Tips for using remediation recommendations
- Check the affected asset list. The recommendations are based on a sample of affected entities — verify applicability across your full environment.
- Review version-specific guidance. When upgrade targets are provided, confirm the target version is compatible with your application dependencies.
- Use the urgency indicators. Vulnerabilities with active exploits (KEV catalog, public exploits) should be prioritized.
AI Control Authoring
AI Control Authoring helps you create and complete compliance control documentation. When authoring controls in JupiterOne, the AI can generate descriptions, remediation steps, and exception processes based on the control context you provide.
Using AI Control Authoring
- Navigate to Compliance > Controls.
- Create or edit a control.
- Use the AI assist option to generate content for fields such as:
- Control description — a clear explanation of what the control requires
- Remediation steps — guidance for addressing control failures
- Exception process — documentation for handling exceptions to the control
- Review and edit the generated content before saving.
Tips for control authoring
- Provide a clear control name and identifier.

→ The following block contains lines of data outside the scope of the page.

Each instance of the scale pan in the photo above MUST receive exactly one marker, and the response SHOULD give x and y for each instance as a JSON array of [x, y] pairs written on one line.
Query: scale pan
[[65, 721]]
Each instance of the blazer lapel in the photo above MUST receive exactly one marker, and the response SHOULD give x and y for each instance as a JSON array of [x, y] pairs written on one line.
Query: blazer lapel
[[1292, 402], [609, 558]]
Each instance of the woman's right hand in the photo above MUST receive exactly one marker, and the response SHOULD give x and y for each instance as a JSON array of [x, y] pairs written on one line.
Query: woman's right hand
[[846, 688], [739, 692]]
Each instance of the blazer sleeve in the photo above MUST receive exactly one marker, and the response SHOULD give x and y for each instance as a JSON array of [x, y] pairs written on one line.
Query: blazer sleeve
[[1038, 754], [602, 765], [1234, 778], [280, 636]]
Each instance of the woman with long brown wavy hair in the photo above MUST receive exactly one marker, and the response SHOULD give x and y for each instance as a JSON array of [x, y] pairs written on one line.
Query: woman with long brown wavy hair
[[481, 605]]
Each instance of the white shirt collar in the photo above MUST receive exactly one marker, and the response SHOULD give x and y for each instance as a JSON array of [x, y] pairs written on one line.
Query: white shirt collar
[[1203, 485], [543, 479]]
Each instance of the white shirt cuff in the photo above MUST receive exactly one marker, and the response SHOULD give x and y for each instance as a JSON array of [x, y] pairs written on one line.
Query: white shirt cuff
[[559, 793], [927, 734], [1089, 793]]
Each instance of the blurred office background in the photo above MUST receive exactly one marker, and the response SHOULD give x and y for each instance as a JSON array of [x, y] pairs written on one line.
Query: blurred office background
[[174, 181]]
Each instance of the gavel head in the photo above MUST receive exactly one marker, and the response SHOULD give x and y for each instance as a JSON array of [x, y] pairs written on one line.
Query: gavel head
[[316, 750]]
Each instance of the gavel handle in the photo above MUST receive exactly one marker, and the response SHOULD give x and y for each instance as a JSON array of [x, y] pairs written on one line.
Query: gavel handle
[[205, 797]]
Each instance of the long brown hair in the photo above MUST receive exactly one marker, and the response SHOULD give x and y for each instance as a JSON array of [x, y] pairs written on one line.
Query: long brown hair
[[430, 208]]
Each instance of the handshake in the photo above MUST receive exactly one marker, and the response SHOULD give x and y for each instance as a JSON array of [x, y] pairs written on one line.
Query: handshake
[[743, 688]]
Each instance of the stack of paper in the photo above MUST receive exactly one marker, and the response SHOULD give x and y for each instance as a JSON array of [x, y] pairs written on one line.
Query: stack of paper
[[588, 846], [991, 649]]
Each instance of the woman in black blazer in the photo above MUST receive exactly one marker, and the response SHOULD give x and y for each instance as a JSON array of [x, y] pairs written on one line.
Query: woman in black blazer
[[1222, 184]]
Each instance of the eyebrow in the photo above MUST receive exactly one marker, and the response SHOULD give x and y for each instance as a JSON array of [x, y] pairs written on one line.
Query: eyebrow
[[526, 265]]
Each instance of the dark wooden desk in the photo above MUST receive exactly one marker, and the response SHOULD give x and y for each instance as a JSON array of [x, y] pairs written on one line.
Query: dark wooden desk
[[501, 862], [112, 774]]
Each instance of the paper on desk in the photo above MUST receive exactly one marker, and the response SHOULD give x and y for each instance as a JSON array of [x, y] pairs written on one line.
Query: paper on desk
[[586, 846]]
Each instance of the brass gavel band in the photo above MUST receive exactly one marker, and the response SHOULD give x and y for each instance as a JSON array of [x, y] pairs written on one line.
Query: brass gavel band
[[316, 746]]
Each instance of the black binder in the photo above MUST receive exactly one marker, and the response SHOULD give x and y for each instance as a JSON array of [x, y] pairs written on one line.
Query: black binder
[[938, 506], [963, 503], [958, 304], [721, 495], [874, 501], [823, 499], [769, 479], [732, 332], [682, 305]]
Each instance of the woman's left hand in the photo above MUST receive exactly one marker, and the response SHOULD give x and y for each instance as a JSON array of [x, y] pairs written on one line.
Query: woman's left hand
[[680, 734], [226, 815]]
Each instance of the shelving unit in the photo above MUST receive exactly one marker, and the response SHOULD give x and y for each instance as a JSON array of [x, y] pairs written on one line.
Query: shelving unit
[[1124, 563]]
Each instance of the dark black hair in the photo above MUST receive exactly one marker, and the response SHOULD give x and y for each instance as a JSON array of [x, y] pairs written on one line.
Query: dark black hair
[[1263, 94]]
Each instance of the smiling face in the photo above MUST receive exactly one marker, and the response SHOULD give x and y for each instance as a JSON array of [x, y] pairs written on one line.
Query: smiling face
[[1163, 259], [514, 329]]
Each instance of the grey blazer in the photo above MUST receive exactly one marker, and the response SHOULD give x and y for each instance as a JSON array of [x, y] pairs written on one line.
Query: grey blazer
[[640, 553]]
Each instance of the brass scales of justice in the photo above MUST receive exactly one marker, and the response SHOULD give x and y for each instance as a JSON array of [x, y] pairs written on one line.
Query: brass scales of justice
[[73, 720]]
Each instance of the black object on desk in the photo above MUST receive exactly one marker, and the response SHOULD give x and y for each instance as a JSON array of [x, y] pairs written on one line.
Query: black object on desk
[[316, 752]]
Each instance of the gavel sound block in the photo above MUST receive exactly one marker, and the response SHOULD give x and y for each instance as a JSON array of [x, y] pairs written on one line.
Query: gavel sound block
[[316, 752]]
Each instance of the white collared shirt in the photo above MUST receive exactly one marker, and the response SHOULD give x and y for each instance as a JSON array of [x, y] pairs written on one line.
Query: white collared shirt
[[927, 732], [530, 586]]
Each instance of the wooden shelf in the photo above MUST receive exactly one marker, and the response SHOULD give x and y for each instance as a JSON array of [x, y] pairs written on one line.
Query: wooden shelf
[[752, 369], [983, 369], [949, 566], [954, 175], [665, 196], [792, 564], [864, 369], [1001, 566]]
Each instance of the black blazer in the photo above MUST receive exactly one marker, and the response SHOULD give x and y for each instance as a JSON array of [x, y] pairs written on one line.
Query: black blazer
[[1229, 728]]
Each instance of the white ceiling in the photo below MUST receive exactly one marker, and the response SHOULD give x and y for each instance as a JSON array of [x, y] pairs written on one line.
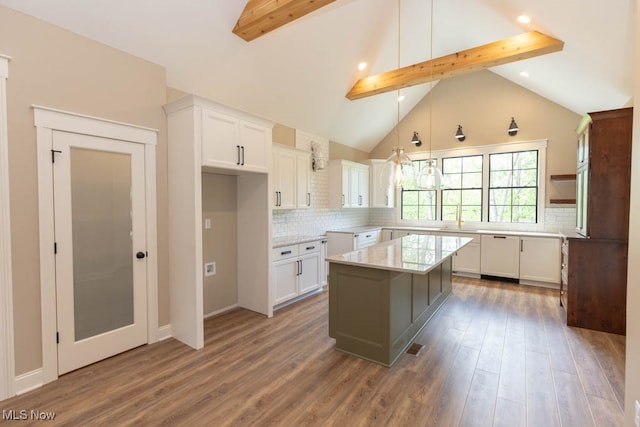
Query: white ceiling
[[299, 74]]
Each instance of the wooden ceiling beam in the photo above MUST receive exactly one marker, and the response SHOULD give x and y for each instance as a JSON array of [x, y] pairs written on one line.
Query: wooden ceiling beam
[[512, 49], [262, 16]]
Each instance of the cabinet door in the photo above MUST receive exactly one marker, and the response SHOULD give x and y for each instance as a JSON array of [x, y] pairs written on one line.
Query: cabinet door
[[303, 168], [309, 278], [467, 259], [285, 280], [254, 142], [284, 179], [363, 187], [220, 146], [500, 256], [354, 187], [540, 259]]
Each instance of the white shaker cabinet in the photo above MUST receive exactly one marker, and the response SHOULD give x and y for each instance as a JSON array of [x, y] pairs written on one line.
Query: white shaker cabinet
[[233, 143], [297, 270], [381, 190], [348, 184], [500, 255], [291, 178], [540, 259]]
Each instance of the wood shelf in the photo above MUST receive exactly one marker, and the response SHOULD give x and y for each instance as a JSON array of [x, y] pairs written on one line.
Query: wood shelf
[[562, 201], [565, 177]]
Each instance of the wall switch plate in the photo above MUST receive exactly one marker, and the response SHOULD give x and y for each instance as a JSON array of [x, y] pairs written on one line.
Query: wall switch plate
[[210, 269]]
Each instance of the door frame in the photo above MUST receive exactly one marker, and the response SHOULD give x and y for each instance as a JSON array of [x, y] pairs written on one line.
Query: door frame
[[46, 121], [7, 351]]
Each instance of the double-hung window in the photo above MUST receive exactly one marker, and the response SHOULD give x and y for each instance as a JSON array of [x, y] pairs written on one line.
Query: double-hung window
[[462, 193], [418, 203], [513, 187], [497, 183]]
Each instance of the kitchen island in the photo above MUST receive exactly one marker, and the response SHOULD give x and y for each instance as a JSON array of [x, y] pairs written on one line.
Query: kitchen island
[[382, 296]]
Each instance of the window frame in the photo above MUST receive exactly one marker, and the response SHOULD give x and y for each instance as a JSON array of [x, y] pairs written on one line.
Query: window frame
[[485, 150]]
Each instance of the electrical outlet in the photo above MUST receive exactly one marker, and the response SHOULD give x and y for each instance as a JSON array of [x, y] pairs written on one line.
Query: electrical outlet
[[210, 269]]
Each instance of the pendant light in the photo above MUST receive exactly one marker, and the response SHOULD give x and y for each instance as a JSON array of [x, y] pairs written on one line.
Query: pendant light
[[431, 179], [398, 159]]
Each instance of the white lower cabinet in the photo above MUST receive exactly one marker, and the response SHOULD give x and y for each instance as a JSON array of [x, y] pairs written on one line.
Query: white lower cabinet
[[540, 259], [500, 255], [297, 270], [467, 259]]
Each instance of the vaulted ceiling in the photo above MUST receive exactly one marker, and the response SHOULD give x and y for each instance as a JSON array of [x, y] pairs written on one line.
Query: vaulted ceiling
[[299, 74]]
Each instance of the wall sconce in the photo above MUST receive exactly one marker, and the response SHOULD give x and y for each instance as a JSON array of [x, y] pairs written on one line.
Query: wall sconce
[[513, 128], [416, 139], [318, 160]]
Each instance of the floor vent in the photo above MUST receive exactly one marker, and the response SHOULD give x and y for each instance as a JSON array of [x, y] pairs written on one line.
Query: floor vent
[[415, 349]]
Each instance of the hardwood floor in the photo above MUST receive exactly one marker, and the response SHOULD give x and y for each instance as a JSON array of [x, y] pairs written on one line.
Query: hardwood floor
[[495, 354]]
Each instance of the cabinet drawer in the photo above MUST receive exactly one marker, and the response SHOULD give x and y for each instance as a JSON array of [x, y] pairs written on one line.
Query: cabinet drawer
[[369, 238], [310, 247], [285, 252]]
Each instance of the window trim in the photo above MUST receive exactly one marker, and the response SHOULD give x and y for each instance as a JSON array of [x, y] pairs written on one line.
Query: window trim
[[485, 150]]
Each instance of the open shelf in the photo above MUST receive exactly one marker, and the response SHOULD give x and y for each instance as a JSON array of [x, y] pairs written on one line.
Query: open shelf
[[565, 177]]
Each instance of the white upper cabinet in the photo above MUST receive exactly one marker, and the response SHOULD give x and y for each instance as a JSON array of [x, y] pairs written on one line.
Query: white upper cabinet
[[291, 178], [228, 139], [348, 184], [381, 193]]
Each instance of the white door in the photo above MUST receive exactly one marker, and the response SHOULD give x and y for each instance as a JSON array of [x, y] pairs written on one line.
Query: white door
[[99, 198]]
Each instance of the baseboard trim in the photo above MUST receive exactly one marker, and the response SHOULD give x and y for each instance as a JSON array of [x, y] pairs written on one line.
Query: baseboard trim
[[28, 381], [221, 311], [164, 332]]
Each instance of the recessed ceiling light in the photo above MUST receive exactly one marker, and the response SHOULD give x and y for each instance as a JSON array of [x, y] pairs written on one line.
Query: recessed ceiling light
[[524, 19]]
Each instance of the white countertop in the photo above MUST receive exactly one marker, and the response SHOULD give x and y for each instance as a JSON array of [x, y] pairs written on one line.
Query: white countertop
[[415, 253], [294, 240], [356, 230]]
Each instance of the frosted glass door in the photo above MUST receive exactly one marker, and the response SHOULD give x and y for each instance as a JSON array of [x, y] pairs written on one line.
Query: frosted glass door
[[100, 241]]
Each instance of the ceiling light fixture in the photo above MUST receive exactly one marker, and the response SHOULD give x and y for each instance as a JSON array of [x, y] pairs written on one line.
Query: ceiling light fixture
[[415, 140], [524, 19], [431, 178], [398, 159], [513, 128]]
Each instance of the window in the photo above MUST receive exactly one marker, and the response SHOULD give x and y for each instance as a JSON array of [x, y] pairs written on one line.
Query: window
[[497, 183], [417, 203], [513, 187], [463, 188]]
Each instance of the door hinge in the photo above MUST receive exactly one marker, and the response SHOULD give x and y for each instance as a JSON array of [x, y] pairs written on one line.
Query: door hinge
[[53, 155]]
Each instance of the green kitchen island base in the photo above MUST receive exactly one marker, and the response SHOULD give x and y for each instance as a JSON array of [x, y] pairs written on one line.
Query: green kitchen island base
[[376, 314]]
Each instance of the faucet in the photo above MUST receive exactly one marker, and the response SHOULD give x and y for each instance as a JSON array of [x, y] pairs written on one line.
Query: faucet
[[459, 220]]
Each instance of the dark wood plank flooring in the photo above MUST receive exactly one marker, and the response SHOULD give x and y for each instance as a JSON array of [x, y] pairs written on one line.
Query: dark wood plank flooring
[[495, 354]]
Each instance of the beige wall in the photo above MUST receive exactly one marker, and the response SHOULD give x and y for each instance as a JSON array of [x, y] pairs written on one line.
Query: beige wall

The more context the AI has about the control's purpose, the better the generated content.
- Specify the framework context. Indicate which compliance framework (SOC 2, ISO 27001, CIS) the control relates to for more relevant output.
- Review and customize. AI-generated control content is a starting point — always review and adjust to match your organization's specific policies and terminology.
General tips for working with JupiterOne AI
- Start simple, then refine. Begin with straightforward questions and add detail as needed.
- Use JupiterOne terminology. Refer to entities, classes, and types using JupiterOne's data model terminology for more accurate results. For example, use "aws_instance" rather than "virtual machine."
- Provide context. Include relevant details like time ranges, specific asset types, or severity levels.
- Iterate. If the first response is not quite right, rephrase your question or provide additional context rather than starting over.